In fairness, for campaign staffers often working 18 or more hours a day, life is nothing short of a living hell. Men and women who once were quasi-normal human beings become alien life forms surviving on adrenaline, coffee, junk food and booze.

Reality loses out to the bubble in which they live. It becomes easy to lose sight — trust me on this — that today’s debacle does not necessarily mean a campaign is doomed. […]

It’s hard to do, but campaign staff would be well served to remember that not every negative news story or tough moment is the end of the world.

Come March 20, the voters in the Republican and Democratic primaries will do their part. And on the very next day, March 21, a lucky few candidates will begin the fight for the big prize.

Meanwhile, in the real world, it’ll be what most folks refer to simply as Wednesday.

This excerpt does not do the column justice. Go read the whole thing before commenting, please.

posted by Rich Miller
Friday, Feb 16, 18 @ 9:37 am

Comments

  1. Great read, maybe Edwin will give Lance a regular column?

    Comment by Not Again Friday, Feb 16, 18 @ 9:40 am

  2. Campaign work is one of the hardest jobs you can do. The lag isn’t good enough. Voters will malign you as an insider or a hack. The hours are ridiculous.

    But it’s extremely important work. Especially for the rare staff that pick their candidates based on policy, not just based on who can pay them. They’re trying to effect change in the world, and they deserve praise for that.

    The real kick to the gut comes when the candidate breaks promises or let’s you down after they win Office. Campaign work requires optimism that what you’re doing matters.

    Comment by Political Animal Friday, Feb 16, 18 @ 9:41 am

  3. Was supposed to say the PAY* isn’t good enough.

    Comment by Political Animal Friday, Feb 16, 18 @ 9:41 am

  4. I’ve seen marriages break up because of the long days and low pay.
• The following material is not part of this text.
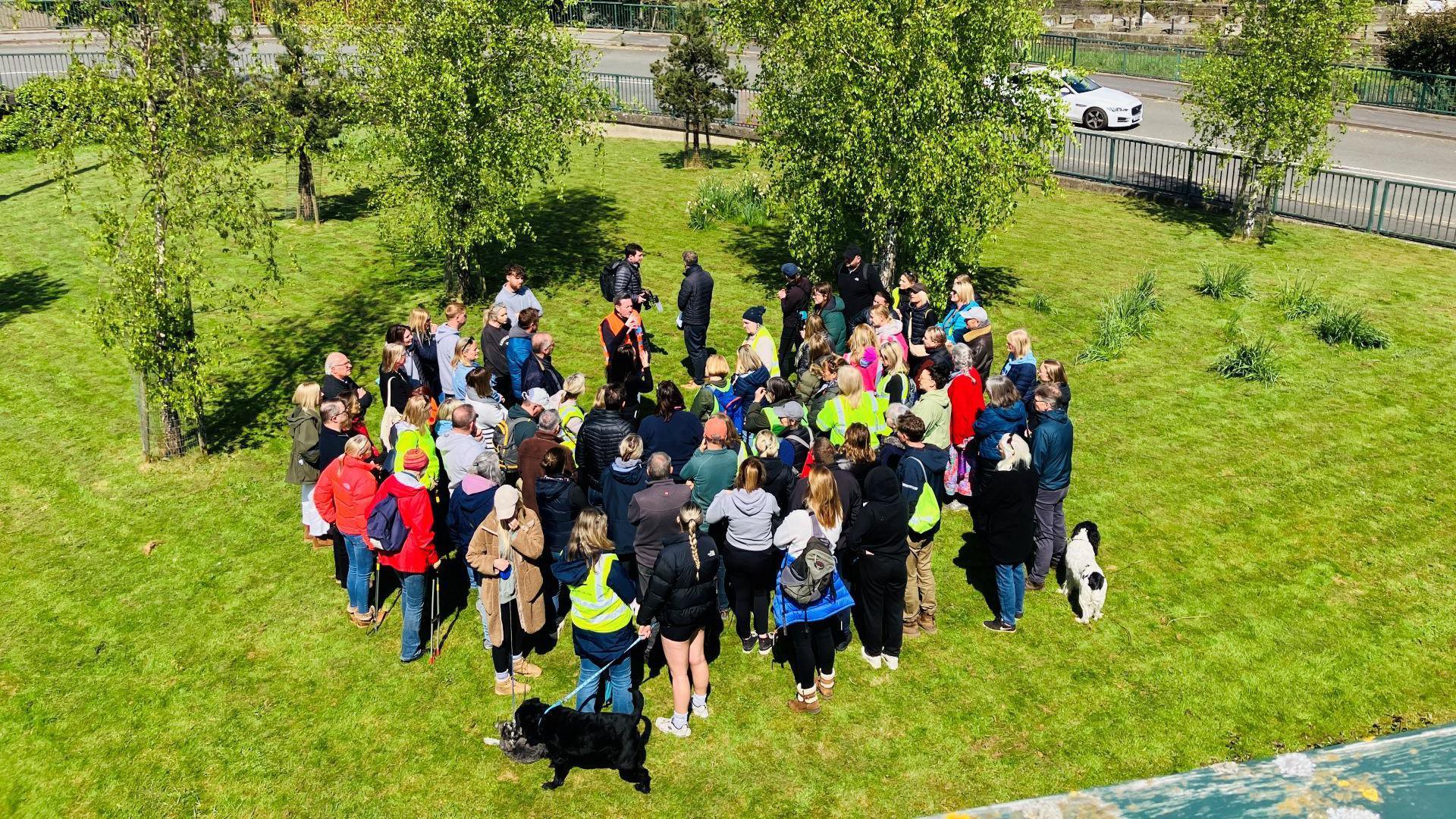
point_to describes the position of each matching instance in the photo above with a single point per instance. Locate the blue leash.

And for what? So that Politician A might replace Politician B.

    Comment by perry noya Friday, Feb 16, 18 @ 9:46 am

  5. oh this column was like therapy. especially the part about the candidate obsessing over yard signs. (although there is buzz out there now about how yard signs won Alabama for the Dem). I once heard that for every month you are on a campaign you need a month off to decompress. to forget the crazy. yelling. undermining. men groping. people who would someday be held in total disgrace. bad food. good food. victory celebrated. and occasionally victory regretted.
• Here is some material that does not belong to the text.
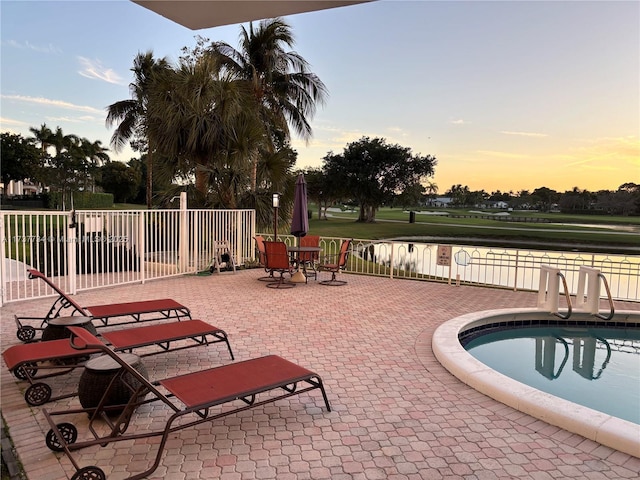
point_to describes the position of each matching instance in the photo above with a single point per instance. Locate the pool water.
(595, 367)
    Comment by Amalia Friday, Feb 16, 18 @ 9:48 am

  6. Campaign work is the greatest time you never want to have again.
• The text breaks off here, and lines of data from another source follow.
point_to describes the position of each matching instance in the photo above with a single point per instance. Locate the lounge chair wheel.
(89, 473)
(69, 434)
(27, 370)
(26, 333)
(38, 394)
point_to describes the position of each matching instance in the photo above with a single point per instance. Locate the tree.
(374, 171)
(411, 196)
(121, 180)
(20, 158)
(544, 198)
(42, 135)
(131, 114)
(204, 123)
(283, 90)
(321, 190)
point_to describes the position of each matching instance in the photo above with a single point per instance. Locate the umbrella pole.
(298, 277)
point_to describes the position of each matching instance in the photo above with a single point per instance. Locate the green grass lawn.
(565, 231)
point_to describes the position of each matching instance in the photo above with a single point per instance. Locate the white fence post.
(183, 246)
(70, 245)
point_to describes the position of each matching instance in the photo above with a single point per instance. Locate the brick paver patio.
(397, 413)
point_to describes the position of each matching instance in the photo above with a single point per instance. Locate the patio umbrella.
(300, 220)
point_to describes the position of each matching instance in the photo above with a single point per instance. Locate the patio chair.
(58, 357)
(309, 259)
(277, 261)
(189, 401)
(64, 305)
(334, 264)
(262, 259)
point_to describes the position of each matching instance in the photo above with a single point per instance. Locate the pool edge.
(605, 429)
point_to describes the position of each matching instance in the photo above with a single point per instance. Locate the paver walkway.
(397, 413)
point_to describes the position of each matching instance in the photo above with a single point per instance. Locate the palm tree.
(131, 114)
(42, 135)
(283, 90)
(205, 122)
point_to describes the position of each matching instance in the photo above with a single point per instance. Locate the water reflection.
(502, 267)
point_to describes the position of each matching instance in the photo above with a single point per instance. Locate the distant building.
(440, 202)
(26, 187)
    Comment by Alex P. Keaton Friday, Feb 16, 18 @ 9:48 am

  7. == Especially for the rare staff that pick their candidates based on policy, not just based on who can pay them. ===

    This here, also well defines public service. The right horse doesn’t always win, but the right horse continues to be the right horse either way if you’ve chosen honestly.

    Comment by A guy Friday, Feb 16, 18 @ 9:49 am

  8. And, Trover nails it pretty good in this piece.

    Comment by A guy Friday, Feb 16, 18 @ 9:53 am

  9. I feel like if you haven’t ever gained 20 pounds on a campaign, you don’t deserve to spout off on social media about your grand partisan thoughts. I just chuckle at all the firebrands on my Facebook feed who have never knocked on one door or made one phone call.

    Comment by Amber Ale Friday, Feb 16, 18 @ 9:57 am

  10. So painfully accurate. My favorite line is this:

    “It’s hard to do, but campaign staff would be well served to remember that not every negative news story or tough moment is the end of the world.”

    This is not just an important lesson for campaign staff but for political reporters and especially CapFax commenters as well. Not every negative story about Rauner or Ives or JB or Kennedy or Biss is the end of the world because we are not normal. As Lance so perfectly put it, to most people today is just Wednesday (or Friday as the case may be).

    Comment by Chicago Cynic Friday, Feb 16, 18 @ 9:57 am

  11. We need more real former operatives like Trover on TV. What passes for operatives on cable outlets now is a joke.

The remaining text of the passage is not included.